Everyone has also heard about the Internet Archive. But you may not know much about its latest initiative which some consider very controversial. The Internet Archive is a 501c 3 non-profit organization based in San Francisco and founded in 1996 by Brewster Kahle. To date, it has captured 20 petabytes of data. It partners with libraries to preserve and make accessible 20th-century resources in a broad array of topics and formats. The mission of its Open Library is “universal access to all knowledge”. In early March as the United States was beginning to understand the pandemic, the Internet Archive launched the National Emergency Library. Instead of controlling the number of copies of a title circulating at a time, the Library decided to remove limits. Traditionally, the number of copies available for circulation was based on the number of print copies in its own collection, and a waitlist was created for additional borrowers. That feature has been removed, allowing for unlimited access. The Internet Archive does not claim to include everything, but a quick search of the late Michael Sorkin’s writings shows some interesting content. One of two titles available here, but not commercially through any vendors, is the popular Variations on a Theme Park, making the Internet Archive another valuable source of online content. Initially well received and endorsed by a significant number of libraries including MIT, the Archive is now facing lawsuits and backlash from groups including the Authors Guild.

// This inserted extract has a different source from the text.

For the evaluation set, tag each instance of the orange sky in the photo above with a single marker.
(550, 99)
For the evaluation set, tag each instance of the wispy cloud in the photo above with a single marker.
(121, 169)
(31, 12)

Life as we knew it has changed overnight. We are all proceeding as best as we can and making use of what is at hand and easily obtainable. What is certain is that each of these initiatives has helped in some way. Library suppliers have been offering deferred payments and cost reductions. The free albeit temporary content has made a tremendous difference in the past month and a half and will continue to do so as we all work to provide the services for which we are responsible.